“Black Codes (From The Underground)” among 25 additions to National Recording Registry 2023

On Wednesday the Library of Congress announced 25 audio recordings — the oldest dating back to 1908 — that are being inducted to the Registry, a compendium of sound recordings deemed representative of America’s artistic, cultural and historic treasures.

Here’s a complete list of the 2023 selections for the National Recording Registry. They are listed in chronological order by release date.

  • The Very First Mariachi Recordings — Cuarteto Coculense (1908-1909)
  • “St. Louis Blues” — [W.C.] Handy’s Memphis Blues Band (1922)
  • “Sugar Foot Stomp” — Fletcher Henderson (1926)
  • Dorothy Thompson: Commentary and Analysis of the European Situation for NBC Radio (Aug. 23-Sept. 6, 1939)
  • “Don’t Let Nobody Turn You Around” — The Fairfield Four (1947)
  • “Sherry” — The Four Seasons (1962)
  • “What the World Needs Now is Love” — Jackie DeShannon (1965)
  • “Wang Dang Doodle” — Koko Taylor (1966)
  • “Ode to Billie Joe” — Bobbie Gentry (1967)
  • Déjà Vu — Crosby, Stills, Nash and Young (1970)
  • “Take Me Home, Country Roads” — John Denver (1971)
  • “Imagine” — John Lennon (1971)
  • “Stairway to Heaven” — Led Zeppelin (1971)
  • “Margaritaville” — Jimmy Buffett (1977)
  • “Flashdance…What a Feeling” — Irene Cara (1983)
  • “Sweet Dreams (Are Made of This)” — Eurythmics (1983)
  • Synchronicity — The Police (1983)
  • Like a Virgin — Madonna (1984)
  • Black Codes (From the Underground) — Wynton Marsalis
  • Super Mario Bros. theme — Koji Kondo, composer (1986)
  • All Hail the Queen — Queen Latifah (1989)
  • “All I Want for Christmas is You” — Mariah Carey (1994)
  • “Pale Blue Dot” — Carl Sagan (1994)
  • “Gasolina” — Daddy Yankee (2004)
  • “Concerto for Clarinet and Chamber Orchestra” — Northwest Chamber Orchestra, Ellen Taaffe Zwilich, composer (2012)


The co-founder of Jazz at Lincoln Center, and the first artist to win Grammys for both classical and jazz, trumpeter Wynton Marsalis, himself the son of a jazz legend, has been mastering the art form since his youth in New Orleans. “I like pressure. I like that. I like the challenge. I don’t have a problem with it at all. I like the feeling of nervousness. I like the feeling that something counts. And I like to be tested,” he told “60 Minutes” in 2011. “Man, when you’re playing, and you’re playing with other people, it’s such a combination of emotion, it’s so intense. And when you make a tender statement or something’s real sweet and you just caress a note that takes more intensity, it’s powerful.”

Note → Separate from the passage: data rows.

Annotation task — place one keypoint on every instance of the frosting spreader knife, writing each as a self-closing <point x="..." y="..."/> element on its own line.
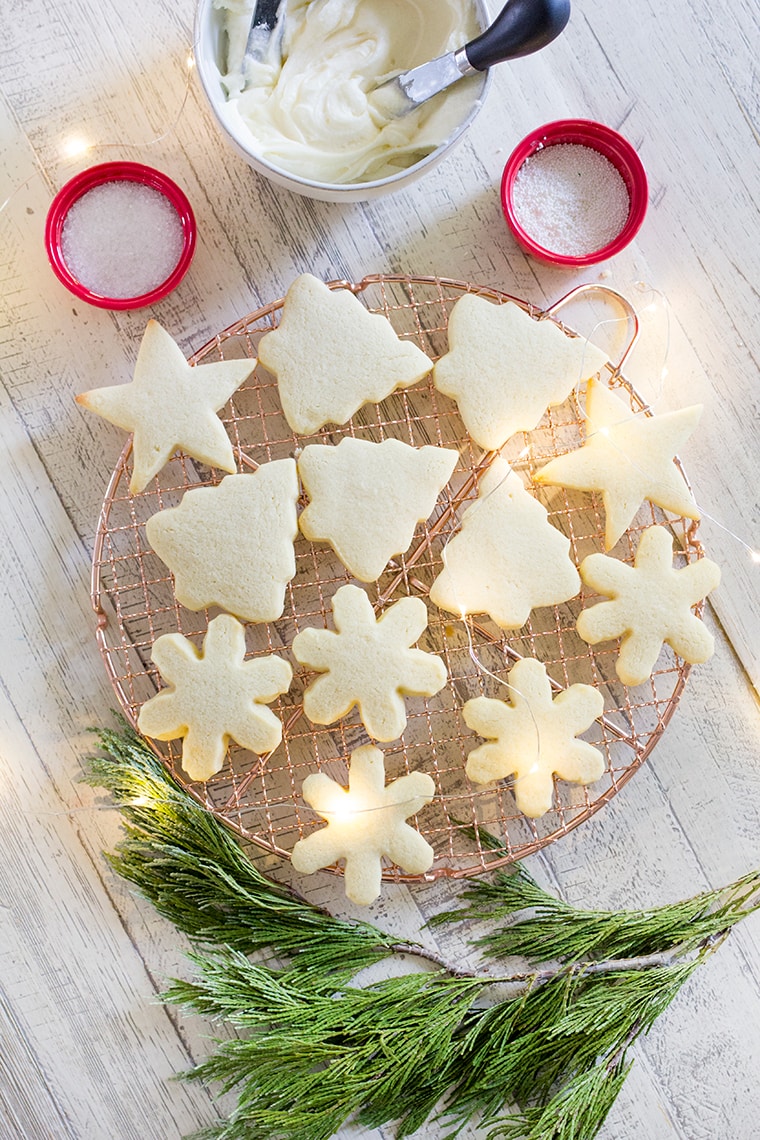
<point x="521" y="27"/>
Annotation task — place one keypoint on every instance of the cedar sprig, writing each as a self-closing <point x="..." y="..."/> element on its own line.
<point x="316" y="1048"/>
<point x="198" y="877"/>
<point x="549" y="929"/>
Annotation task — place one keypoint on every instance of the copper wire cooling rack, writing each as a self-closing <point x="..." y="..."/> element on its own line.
<point x="260" y="798"/>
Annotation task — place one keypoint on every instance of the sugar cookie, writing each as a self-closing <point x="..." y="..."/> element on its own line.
<point x="652" y="603"/>
<point x="367" y="498"/>
<point x="214" y="695"/>
<point x="532" y="737"/>
<point x="365" y="823"/>
<point x="504" y="367"/>
<point x="331" y="356"/>
<point x="231" y="545"/>
<point x="171" y="406"/>
<point x="507" y="558"/>
<point x="368" y="662"/>
<point x="629" y="457"/>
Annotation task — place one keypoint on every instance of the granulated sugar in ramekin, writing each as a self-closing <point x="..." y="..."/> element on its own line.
<point x="570" y="200"/>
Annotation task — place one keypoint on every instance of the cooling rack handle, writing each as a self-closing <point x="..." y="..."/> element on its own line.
<point x="622" y="301"/>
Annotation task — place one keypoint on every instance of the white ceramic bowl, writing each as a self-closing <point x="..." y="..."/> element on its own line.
<point x="209" y="56"/>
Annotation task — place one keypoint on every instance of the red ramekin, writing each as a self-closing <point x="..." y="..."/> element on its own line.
<point x="115" y="172"/>
<point x="607" y="143"/>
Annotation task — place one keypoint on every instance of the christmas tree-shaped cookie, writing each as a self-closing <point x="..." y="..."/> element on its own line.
<point x="214" y="695"/>
<point x="504" y="368"/>
<point x="628" y="457"/>
<point x="366" y="823"/>
<point x="368" y="662"/>
<point x="651" y="603"/>
<point x="367" y="498"/>
<point x="171" y="406"/>
<point x="507" y="558"/>
<point x="532" y="737"/>
<point x="231" y="545"/>
<point x="331" y="356"/>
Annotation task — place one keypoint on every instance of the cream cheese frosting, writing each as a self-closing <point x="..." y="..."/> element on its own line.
<point x="311" y="112"/>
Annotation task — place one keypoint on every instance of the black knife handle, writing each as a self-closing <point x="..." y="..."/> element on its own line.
<point x="521" y="27"/>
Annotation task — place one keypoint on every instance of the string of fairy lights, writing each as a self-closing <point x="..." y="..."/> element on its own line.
<point x="76" y="146"/>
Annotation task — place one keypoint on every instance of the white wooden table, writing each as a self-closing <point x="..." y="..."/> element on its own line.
<point x="86" y="1050"/>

One of his most successful recordings, and a winner of two Grammy Awards, “Black Codes (From the Underground)” harks back to the acoustic jazz of the 1950s and ’60s, but with a post-bop feel. Marsalis (who was only 23 at the time) is joined by drummer Jeff “Tain” Watts, Charnett Moffett and Ron Carter (a Miles Davis Quintet alumnus) on bass, pianist Kenny Kirkland, and Wynton’s brother, Branford Marsalis, on saxophone.